“Dammnit,” I whisper as I try to shove my towel into my already full backpack.
I’ll be the first to admit that backpack journalism is a more romantic notion in theory than in practice. I’ll also admit I haven’t done it yet ... but I will tomorrow.
I’m packing my backpack to fly solo to Flint, Michigan. I am terrified. I am thrilled.
When I first heard about the government poisoning its citizens in Flint, I couldn’t believe something like it could be happening in America. How does a system that involves so many organizations and has so many safeguards fail to protect those in its care?
I knew my story’s angle could only attempt to answer one facet of this question, but as a (student) journalist, I felt it was my duty to try. So I researched, I pitched, I called big people who represented even bigger ideas. You know, the people who were profiled by the New York Times. The players in a national scandal. I waited and I called again.
Four exams and two papers later, I have made it through midterms week and can finally think only about Flint. I fly out tomorrow (better late than never, or so I tell myself). I survived half the semester and I’m sitting at home afraid to fall asleep for fear that I’ll miss my 8:30 a.m. flight. The fear in my head is loud and screaming. It reminds me of dollars invested in me by my university, phone calls never returned, cities never visited and an adventure unlike any other.
I have never done this before - just dropping into a city to talk to whoever will look my way. Murphy’s Law rattles around my head: Anything that can go wrong will go wrong. Could I have tried harder to create a more structured trip for myself? Always. Can I go back in time? Never. So my fear and anxiety feeds off the uncontrollable – the person who I can’t force to speak with me, the city I can’t control with my gaze. I am horrified and honored that I’ve been trusted to do this on my own. I just don’t want to fail.
What is it that I’m feeling? Mortified? Pressured? Clueless? Proud?
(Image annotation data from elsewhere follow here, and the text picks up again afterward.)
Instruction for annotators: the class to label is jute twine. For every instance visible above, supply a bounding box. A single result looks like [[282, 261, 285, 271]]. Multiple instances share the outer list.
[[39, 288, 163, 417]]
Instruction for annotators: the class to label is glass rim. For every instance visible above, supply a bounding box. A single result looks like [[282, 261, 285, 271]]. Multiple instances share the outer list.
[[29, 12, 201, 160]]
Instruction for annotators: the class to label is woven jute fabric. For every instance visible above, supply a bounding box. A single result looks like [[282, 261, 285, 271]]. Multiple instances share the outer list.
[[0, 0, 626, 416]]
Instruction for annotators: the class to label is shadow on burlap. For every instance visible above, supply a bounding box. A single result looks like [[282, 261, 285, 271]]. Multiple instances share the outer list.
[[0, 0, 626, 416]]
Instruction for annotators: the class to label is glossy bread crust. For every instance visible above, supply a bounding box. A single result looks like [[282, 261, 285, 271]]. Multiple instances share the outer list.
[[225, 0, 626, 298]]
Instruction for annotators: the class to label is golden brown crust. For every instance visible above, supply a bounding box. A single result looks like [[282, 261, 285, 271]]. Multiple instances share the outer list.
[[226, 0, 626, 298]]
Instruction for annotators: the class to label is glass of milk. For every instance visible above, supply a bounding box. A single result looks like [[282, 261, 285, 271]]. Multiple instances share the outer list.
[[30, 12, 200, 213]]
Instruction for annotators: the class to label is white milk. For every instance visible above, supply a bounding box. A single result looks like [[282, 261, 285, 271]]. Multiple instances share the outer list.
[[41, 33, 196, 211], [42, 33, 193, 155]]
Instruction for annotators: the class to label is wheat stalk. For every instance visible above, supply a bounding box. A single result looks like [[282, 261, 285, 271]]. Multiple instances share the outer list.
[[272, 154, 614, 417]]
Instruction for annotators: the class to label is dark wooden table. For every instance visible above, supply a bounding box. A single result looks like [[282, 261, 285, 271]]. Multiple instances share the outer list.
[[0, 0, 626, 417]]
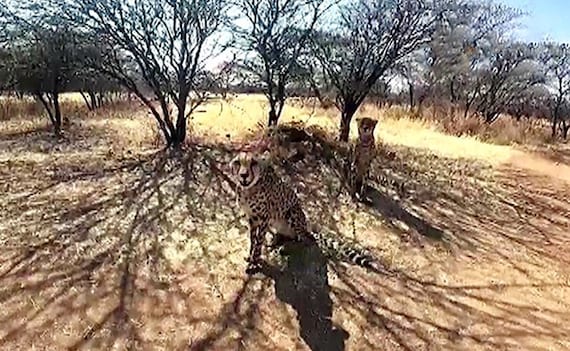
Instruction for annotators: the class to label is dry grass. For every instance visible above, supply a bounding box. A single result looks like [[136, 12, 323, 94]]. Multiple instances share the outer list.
[[0, 92, 570, 350]]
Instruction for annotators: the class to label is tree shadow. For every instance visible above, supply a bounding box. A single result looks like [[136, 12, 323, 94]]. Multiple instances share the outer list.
[[363, 186, 445, 245], [262, 244, 349, 351]]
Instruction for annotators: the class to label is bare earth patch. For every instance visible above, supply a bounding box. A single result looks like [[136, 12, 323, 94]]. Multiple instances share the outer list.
[[0, 98, 570, 350]]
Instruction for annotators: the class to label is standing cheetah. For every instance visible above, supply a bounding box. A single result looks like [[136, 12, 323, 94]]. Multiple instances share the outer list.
[[344, 117, 406, 200], [346, 117, 378, 199], [229, 152, 377, 274]]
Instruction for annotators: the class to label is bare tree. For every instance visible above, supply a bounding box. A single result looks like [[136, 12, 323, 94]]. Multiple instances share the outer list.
[[541, 43, 570, 139], [233, 0, 325, 125], [315, 0, 448, 141], [57, 0, 225, 146], [3, 1, 81, 136], [475, 43, 544, 123], [424, 1, 523, 116]]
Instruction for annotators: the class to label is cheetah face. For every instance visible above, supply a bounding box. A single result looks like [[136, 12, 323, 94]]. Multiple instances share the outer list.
[[356, 117, 378, 141], [230, 152, 261, 188]]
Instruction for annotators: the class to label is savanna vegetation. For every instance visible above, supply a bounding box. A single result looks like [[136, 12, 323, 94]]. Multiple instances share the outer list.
[[0, 0, 570, 350]]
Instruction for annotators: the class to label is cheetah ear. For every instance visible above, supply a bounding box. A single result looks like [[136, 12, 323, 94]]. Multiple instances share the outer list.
[[229, 156, 239, 174]]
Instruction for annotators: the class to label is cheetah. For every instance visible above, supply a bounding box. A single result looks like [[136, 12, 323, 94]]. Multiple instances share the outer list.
[[229, 152, 378, 275], [346, 117, 378, 199], [345, 117, 406, 200]]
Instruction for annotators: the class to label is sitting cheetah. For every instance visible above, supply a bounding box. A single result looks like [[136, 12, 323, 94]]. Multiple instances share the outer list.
[[346, 117, 378, 199], [345, 117, 405, 200], [229, 152, 377, 274]]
All those feelings, swirling around, make me wonder why we do this to ourselves. Why do journalists pack their backpacks (one pair of jeans + two shirts = two outfits) and wander into the unknown? Why do we gravitate to where people are hurting and where they have been wronged? Why do we recklessly talk to complete strangers and ask pointed questions on our quest for the truth?
The emotions are subsiding now that I’ve written them out, and my mind rests on the story of Nellie Bly, a pioneering investigative journalist who admitted herself to a mental hospital in order to report on the horrifying mistreatment of patients by such institutions. Sometime before or after that she also found time to travel around the world in 72 days.
Bly’s work changed the way society understood journalism (and female journalists). She was strong and amazing. Her eyes were wise and unwavering.
I wonder if she was ever afraid to fail.
The reality is that she most likely was. We all are. But, fear aside, Bly still tried. She still ventured into the unknown, subjecting herself to discomfort and uncertainty to bring others back to comfort with her.
So, tomorrow, I’m venturing out. Here we go.